Twenty eight years ago Liz and I went on honeymoon to Murren in the Berner Oberland. One day we went on a steamer trip to Thun where we visited the castle, therein was a lovely display featuring medieval Swiss armies (there was also a floor dedicated to Swiss methods of punishing unruly women, but that's another story).  I was also struck by the large number of colourful flags flying all around the region. Swiss national flags, but also lots of Berner Oberlander flags, and flags of each town and village. I was in a bit of a DBA phase at the time so when I got home I wrote to Essex and got myself a 15mm DBA Swiss army. Then we moved house, the unpainted army went into a box and stayed there for nearly 28 years....

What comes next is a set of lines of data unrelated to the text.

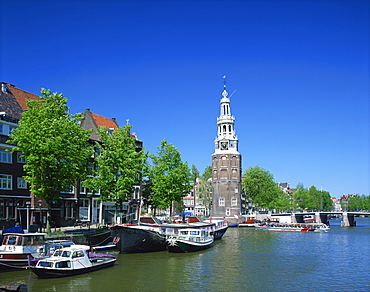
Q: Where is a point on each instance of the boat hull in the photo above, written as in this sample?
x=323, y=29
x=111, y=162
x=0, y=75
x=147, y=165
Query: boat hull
x=136, y=240
x=181, y=246
x=217, y=234
x=11, y=262
x=56, y=273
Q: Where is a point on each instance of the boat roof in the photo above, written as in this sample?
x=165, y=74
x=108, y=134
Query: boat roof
x=76, y=247
x=25, y=234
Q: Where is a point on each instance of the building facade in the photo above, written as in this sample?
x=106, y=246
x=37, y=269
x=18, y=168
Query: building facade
x=17, y=203
x=226, y=166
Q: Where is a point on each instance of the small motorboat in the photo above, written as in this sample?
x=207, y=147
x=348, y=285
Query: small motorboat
x=107, y=246
x=19, y=249
x=70, y=261
x=190, y=240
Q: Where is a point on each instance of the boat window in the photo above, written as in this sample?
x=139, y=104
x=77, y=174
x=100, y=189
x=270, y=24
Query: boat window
x=40, y=239
x=66, y=254
x=19, y=240
x=77, y=254
x=11, y=240
x=63, y=265
x=45, y=264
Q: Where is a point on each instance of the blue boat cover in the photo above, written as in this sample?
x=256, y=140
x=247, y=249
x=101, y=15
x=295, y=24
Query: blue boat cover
x=14, y=229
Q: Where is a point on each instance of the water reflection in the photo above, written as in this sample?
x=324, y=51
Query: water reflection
x=244, y=260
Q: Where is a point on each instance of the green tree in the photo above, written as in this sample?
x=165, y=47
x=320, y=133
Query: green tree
x=194, y=173
x=258, y=184
x=207, y=174
x=205, y=188
x=312, y=198
x=55, y=146
x=169, y=177
x=119, y=166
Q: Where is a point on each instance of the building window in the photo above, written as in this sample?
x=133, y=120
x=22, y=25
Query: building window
x=5, y=156
x=5, y=182
x=21, y=183
x=21, y=158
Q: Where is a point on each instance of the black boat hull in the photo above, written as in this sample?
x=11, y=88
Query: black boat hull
x=135, y=240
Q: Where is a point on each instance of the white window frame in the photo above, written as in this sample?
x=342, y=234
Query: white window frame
x=6, y=182
x=21, y=183
x=21, y=158
x=5, y=156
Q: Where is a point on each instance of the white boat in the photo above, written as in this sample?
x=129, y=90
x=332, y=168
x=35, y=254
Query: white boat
x=300, y=227
x=19, y=249
x=190, y=240
x=309, y=219
x=73, y=260
x=249, y=222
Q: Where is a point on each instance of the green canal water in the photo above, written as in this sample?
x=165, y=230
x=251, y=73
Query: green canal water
x=244, y=260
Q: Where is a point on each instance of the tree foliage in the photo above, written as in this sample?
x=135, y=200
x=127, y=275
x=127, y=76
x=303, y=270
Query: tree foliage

Fast forward to 2018 and I'm clearing out stuff to sell at the Lincombe Barn tabletop sale, and I find an old bag full of 15mm figures. They go into the box of odds and ends to sell, but then as I'm at the show I think back to the happy summer days in the mountains, and before long the bag of figures is off the table.....

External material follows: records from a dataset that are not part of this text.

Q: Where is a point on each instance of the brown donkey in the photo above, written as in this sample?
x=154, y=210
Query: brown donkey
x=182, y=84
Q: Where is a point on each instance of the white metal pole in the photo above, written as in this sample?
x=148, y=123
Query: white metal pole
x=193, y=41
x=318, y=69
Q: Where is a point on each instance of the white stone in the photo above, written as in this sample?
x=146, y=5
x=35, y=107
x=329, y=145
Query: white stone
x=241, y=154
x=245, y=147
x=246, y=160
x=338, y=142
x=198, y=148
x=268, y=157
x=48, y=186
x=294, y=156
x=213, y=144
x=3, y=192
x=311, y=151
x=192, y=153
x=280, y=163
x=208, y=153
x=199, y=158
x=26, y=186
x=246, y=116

It still took 2 months to get them on to the painting table, but last week the Swiss finally made it out of the bag and onto the worktop. And here they are, kitted out in the red and yellow of the Berner Oberland, with contingents of pikemen from Interlaken, Lauterbrunnen and Murren (if the army ever expands then Grindelwald and Wengen will get contingents too, but thats for later).






I'm quite pleased with how they have turned out, especially as this is the first DBA army I've painted for ages. Of course between getting them and now DBA 3 has arrived and the army lists are completely different, but I'm not fussed and my Swiss will take to the table with what they've got for now.





Figures are mainly Essex, with a few old TTG and Minifigs (which similarly have sat in a box for nearly 30 years).

Something I'd like to add would be a vignette with a dancing bear and handler (these are the Swss, after all). I know there are suitable figures in 25/28mm but I've not seen anything suitable in 15mm. Anyone got any ideas?

I alsofound this rather nice bombard in a siege emplacement, with some rather nice crew, which I thought I'd paint up as well. Not sure which company makes them - I also have a trebuchet from the same company. Again - any clues?